Thank you to everyone who attended our murder mystery evening on 10th April. We had a fun evening trying to guess whodunnit and raised £110 for our church charity in the process. Our fundraising total so far now stands at £994.85


You can find more details about our church charity fundraising events and items on our virtual sales table here. Gifts and donations can be made online via Virgin Money Giving or by cash or cheque made payable to Christ Church and clearly marked for the church charity.





A cartoon depicting a tradition of walking clockwise around the church, a break in tradition when people walk anti-clockwise and a return to the tradition of walking clockwise after complaints
© CartoonChurch.com – shared with permission

Reminiscences of an organist: Part 1

1939 saw the outbreak of World War Two. It was also the year when I was born. Two years later, my father, an Air Force pilot, was killed while on active service. My mother was left with two small children to bring up in Nottingham. Food was rationed. But in 1946, there occurred a momentous experience – tasting ice-cream for the first time.
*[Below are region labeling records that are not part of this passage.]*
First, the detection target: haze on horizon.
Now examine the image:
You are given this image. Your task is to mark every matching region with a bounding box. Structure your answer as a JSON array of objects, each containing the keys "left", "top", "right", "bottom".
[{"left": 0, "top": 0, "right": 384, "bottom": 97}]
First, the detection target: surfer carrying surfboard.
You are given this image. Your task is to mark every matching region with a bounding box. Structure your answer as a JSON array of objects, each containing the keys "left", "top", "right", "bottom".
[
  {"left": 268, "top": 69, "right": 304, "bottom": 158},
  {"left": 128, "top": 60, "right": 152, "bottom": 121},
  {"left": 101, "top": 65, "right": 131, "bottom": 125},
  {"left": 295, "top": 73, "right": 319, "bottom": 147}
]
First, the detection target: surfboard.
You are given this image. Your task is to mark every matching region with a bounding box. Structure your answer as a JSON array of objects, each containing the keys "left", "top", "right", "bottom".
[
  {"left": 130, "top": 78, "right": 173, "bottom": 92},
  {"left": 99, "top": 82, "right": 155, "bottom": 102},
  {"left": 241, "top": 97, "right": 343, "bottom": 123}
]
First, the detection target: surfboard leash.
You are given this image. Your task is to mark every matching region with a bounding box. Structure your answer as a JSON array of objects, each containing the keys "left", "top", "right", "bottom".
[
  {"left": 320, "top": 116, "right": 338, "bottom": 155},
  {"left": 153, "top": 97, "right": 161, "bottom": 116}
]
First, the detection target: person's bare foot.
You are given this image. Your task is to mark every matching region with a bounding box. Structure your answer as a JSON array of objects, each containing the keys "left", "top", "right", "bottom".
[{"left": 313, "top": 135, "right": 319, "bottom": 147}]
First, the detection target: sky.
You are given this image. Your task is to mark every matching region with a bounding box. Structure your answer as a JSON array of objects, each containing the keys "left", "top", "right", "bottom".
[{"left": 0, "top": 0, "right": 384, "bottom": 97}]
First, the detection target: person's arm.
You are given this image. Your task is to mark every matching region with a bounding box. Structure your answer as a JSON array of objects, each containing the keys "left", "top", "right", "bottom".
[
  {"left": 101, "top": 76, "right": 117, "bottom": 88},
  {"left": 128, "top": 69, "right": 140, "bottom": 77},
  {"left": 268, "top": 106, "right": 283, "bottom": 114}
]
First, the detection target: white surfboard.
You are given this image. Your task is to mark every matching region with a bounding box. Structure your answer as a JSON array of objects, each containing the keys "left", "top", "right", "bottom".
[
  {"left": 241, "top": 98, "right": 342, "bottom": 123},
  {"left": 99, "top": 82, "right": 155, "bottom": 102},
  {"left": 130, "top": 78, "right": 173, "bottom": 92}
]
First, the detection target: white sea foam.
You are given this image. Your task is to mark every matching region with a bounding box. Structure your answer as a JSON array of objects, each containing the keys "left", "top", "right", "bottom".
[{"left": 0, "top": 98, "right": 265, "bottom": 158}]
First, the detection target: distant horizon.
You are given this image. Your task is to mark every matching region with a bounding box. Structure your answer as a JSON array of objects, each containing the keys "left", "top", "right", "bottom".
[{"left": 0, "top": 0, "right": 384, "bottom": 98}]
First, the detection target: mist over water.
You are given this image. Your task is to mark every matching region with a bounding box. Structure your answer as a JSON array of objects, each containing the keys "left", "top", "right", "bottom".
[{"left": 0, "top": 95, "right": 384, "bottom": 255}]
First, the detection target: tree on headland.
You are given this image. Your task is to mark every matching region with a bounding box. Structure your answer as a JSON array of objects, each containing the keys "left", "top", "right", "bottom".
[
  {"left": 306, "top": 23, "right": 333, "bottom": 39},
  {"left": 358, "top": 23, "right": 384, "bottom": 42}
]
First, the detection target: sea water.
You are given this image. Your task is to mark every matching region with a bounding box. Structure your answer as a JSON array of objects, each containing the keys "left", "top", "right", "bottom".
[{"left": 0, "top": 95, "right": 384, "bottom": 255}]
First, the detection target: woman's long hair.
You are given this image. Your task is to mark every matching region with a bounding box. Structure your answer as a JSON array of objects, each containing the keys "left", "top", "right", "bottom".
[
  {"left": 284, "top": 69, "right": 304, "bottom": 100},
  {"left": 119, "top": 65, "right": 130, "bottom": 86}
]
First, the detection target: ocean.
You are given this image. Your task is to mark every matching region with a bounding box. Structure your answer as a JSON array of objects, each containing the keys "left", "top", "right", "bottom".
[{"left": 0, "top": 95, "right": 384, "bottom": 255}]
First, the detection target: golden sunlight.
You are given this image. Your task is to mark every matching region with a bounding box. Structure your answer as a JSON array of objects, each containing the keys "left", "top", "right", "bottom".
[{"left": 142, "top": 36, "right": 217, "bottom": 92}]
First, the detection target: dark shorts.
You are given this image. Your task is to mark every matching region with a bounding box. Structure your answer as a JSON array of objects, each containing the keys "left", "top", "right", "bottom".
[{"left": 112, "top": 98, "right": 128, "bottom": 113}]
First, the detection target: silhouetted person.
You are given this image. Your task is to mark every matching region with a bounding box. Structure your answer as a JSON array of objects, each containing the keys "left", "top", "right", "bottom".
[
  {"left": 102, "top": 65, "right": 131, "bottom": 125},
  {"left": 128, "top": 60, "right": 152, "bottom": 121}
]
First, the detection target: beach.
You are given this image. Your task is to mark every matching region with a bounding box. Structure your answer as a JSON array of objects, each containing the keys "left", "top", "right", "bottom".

Thanks to the Royal Air Force Benevolent Fund, I was sent to boarding school(s) from the age of seven: first the Dolphin School Notts and, at age thirteen, Hereford Cathedral School. That I was sent to the latter school was doubtless due to my interest in music. I had already fallen in love with the theatre organ but hearing the cathedral organ, as played by Meredith Davies, came as a complete revelation. Happily, arrangements were made for me to have lessons from the assistant cathedral organist Michael Illman. I was fortunate in being allowed to practice every evening from two hours on the small pipe organ in the cathedral’s Lady Chapel. Homework had to be completed during breaks/free periods and, as time went on, I was excused games (hoorah!). After four years of daily organ practice I was able to play several of Bach’s organ works and was accepted as a student at the Royal College of Music. My teachers were George Thalben-Ball for organ and Frank Merrick for piano. My musical journey had begun.
Stephen Duro


Children’s Corner

Can you find the key words about feelings from today’s Bible passage (Luke 24.36b-48)? Some letters have been filled in for you.

A word puzzle
(Taken from the Roots activity sheet © ROOTS for Churches Ltd (www.rootsontheweb.com) 2002-2021. Reproduced with permission.)


2. When you get a big surprise.
5. When you are worried about things
which might go wrong.
7. When you are not sure what to believe.


1. When you feel very afraid.
3. When you feel at peace.
4. When you feel really happy about
6. When you feel afraid.



Praying for other churches

This week we hold the following churches in our prayers:

  • Ruislip Methodist
  • Gerrards Cross URC



Closing prayer

Jesus said to his disciples, ‘Peace be with you’ –
they responded with turmoil.
Jesus said, ‘Have you anything to eat?’ –
they served him fish.
Jesus opened their minds –
they became his witnesses.
So, Lord, may we too find peace in your service,
with opened minds and hearts on fire.